Solution: $T$ has a cyclic vector.
We first prove that every $T$ -invariant subspace is $T$ -cyclic. Suppose, to get a contradiction, that the restriction of $T$ to a $T$ -invariant subspace of dimension $d$ was annihilated by a polynomial $p$ with degree less than $d$. Then the image $W$ of $p$ would be a $T$ -invariant subspace of dimension at most $dim (V) − d$ (by Rank-Nullity Theorem) and annihilated by some polynomial $q$ with degree at most $dim (W)$, such as the characteristic polynomial for $T$ restricted to $W$. Then $qp$ would annihilate $T$ because $p$ maps $V$ into $W$ which is annihilated by $q$.
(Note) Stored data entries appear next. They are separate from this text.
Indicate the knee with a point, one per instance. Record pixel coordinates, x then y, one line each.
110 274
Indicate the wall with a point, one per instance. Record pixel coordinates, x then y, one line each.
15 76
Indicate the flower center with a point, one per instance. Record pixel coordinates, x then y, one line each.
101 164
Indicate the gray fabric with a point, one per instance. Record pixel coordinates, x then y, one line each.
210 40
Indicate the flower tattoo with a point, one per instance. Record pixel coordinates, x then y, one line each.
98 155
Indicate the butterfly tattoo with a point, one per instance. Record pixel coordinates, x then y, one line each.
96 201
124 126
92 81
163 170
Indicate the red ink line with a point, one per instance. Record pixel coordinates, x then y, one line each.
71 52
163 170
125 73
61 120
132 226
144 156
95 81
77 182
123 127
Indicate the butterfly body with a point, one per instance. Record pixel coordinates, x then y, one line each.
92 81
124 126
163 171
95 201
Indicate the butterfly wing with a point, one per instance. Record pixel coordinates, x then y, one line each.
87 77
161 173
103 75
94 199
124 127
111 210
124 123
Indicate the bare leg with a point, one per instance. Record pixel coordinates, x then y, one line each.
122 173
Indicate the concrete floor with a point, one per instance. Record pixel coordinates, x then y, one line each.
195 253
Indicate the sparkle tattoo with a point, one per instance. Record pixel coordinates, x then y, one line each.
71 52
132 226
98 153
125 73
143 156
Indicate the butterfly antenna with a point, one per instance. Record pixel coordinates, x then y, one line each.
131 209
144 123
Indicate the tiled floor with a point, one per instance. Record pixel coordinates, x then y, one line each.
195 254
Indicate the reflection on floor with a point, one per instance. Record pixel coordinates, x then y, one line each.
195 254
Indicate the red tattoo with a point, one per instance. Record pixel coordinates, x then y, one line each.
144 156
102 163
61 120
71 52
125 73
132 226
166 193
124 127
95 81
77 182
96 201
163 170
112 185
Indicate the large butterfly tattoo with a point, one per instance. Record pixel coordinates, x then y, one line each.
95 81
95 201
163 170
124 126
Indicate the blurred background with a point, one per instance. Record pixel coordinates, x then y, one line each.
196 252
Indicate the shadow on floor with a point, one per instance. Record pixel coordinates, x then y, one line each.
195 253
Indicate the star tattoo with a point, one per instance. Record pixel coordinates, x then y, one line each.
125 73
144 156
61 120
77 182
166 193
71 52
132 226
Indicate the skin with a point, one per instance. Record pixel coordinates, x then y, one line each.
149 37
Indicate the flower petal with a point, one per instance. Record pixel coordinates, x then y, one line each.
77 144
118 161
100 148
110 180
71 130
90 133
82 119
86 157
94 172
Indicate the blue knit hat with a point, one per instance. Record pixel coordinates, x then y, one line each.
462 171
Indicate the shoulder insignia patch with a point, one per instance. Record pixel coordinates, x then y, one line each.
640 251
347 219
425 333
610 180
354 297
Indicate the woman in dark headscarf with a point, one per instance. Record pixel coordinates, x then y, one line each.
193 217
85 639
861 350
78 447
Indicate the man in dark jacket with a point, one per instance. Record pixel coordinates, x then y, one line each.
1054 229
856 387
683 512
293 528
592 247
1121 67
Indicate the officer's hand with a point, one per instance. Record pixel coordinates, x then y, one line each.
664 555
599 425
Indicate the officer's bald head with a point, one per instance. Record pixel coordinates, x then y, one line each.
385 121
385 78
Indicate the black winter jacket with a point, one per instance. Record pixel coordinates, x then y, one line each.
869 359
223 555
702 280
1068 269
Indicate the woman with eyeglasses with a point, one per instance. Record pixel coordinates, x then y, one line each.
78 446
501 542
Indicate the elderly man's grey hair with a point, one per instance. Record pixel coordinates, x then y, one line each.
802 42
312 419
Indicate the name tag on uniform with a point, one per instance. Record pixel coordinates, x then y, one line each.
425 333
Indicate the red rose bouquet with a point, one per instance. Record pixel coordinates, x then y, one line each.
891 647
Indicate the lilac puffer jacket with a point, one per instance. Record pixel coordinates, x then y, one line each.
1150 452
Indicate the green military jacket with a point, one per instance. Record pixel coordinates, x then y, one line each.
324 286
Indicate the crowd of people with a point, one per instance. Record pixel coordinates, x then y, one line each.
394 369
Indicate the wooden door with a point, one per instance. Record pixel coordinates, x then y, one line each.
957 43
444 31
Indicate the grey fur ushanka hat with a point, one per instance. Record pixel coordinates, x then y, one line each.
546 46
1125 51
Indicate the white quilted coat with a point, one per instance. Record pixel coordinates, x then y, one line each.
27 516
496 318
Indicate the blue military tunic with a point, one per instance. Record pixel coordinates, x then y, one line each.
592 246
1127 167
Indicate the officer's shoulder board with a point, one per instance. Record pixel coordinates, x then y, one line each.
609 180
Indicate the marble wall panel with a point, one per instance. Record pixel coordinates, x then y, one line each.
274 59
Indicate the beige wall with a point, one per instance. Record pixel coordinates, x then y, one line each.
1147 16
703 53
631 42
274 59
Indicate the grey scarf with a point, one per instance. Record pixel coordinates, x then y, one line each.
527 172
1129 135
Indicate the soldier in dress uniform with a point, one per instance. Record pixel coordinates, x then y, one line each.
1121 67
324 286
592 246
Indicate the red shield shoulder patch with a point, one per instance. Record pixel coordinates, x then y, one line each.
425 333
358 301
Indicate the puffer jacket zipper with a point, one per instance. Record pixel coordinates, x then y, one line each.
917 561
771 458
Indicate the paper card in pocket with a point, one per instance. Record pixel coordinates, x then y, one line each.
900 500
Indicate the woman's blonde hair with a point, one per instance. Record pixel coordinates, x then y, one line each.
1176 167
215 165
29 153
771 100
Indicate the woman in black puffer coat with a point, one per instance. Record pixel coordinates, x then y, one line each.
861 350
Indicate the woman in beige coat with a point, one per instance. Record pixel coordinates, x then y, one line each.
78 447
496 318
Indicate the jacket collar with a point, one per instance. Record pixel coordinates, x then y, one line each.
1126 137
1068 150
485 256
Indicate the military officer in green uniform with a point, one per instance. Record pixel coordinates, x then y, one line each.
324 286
But $deg (qp) = deg (q) + deg (p) < dim (W) + d ≤ dim (V) − d + d = dim (V) $, which contradicts that the minimal polynomial for $T$ must equal its characteristic polynomial, which has degree $dim (V)$.
Hence, the minimal polynomial of the $T$ -invariant subspace has degree d. But that minimal polynomial also divides the characteristic polynomial for the $T$ -invariant subspace and so must equal the characteristic polynomial. Hence, the $T$ -invariant subspace is $T$ -cyclic.
Now suppose, to get a contradiction, that $V = W_1 \oplus W_2$ where $W_1$, $W_2$ are non-trivial $T$ -invariant subspaces. By the previous paragraph, $W_1$, $W_2$ are also $T$ -cyclic, so the minimal polynomials for T restricted to $W1$, $W2$ have degrees equal to $dim (W_1)$, $dim (W_2)$, which are each less than $dim (V)$ because $W_1$, $W_2$ are non-trivial. Let sm be the minimal polynomial for $T$ where s is irreducible. Then because the minimal polynomials for $T$ restricted to $W_1$, $W_2$ divides $s^m$, they are $s^j$ and $s^k$ where j and k are each less than m. The minimal polynomial for $T$ is the least common multiple of $s^j$ and $s^k$, which is s^max(j,k), but that contradicts that the minimal polynomial is $s^m$. Thus, no non-trivial $T$ -invariant subspace has a complementary $T$ -invariant subspace.
This is the proof which I have written and it would be great to have some feedback on it.